Same as R₀Is as defined in the above formula 1₀In the same way, the first and second,

z is selected from O, S, C (CH)₃)₂And N (Ph).

4. The organoboron compound of claim 1, where R is₂Is any one of phenyl which is unsubstituted or substituted by fluoro, nitro, cyano, methyl and tert-butyl.

5. The organoboron compound of claim 1, where R is₃And R₄The same as each other, are each methyl.

6. The organoboron compound of claim 1, where R is₁Is selected from any one of hydrogen, fluoro, nitro, cyano, methyl, tert-butyl, phenyl which is unsubstituted or substituted by fluoro, nitro, cyano, methyl, tert-butyl and phenyl.

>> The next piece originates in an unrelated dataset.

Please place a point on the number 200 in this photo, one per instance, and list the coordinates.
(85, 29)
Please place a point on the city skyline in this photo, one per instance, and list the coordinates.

7. The organoboron compound of claim 1, where R is₀Independently is any of hydrogen, fluoro, nitro, cyano, methyl, tert-butyl, phenyl, biphenyl, a group of formula A1, a group of formula A2 and a group of formula A3 which are unsubstituted or substituted by fluoro, nitro, cyano, methyl, tert-butylThe method comprises the following steps:

8. The organoboron compound of claim 1, where the organoboron compound is selected from any of the following structural formulas:

9. an organic electroluminescent device comprising a cathode, an anode and an organic layer disposed between the cathode and the anode, wherein the organic layer comprises the organoboron compound of any of claims 1 to 8.

10. The organic electroluminescent device according to claim 9, wherein the organic layer comprises a light-emitting layer comprising the organoboron compound according to any one of claims 1 to 8.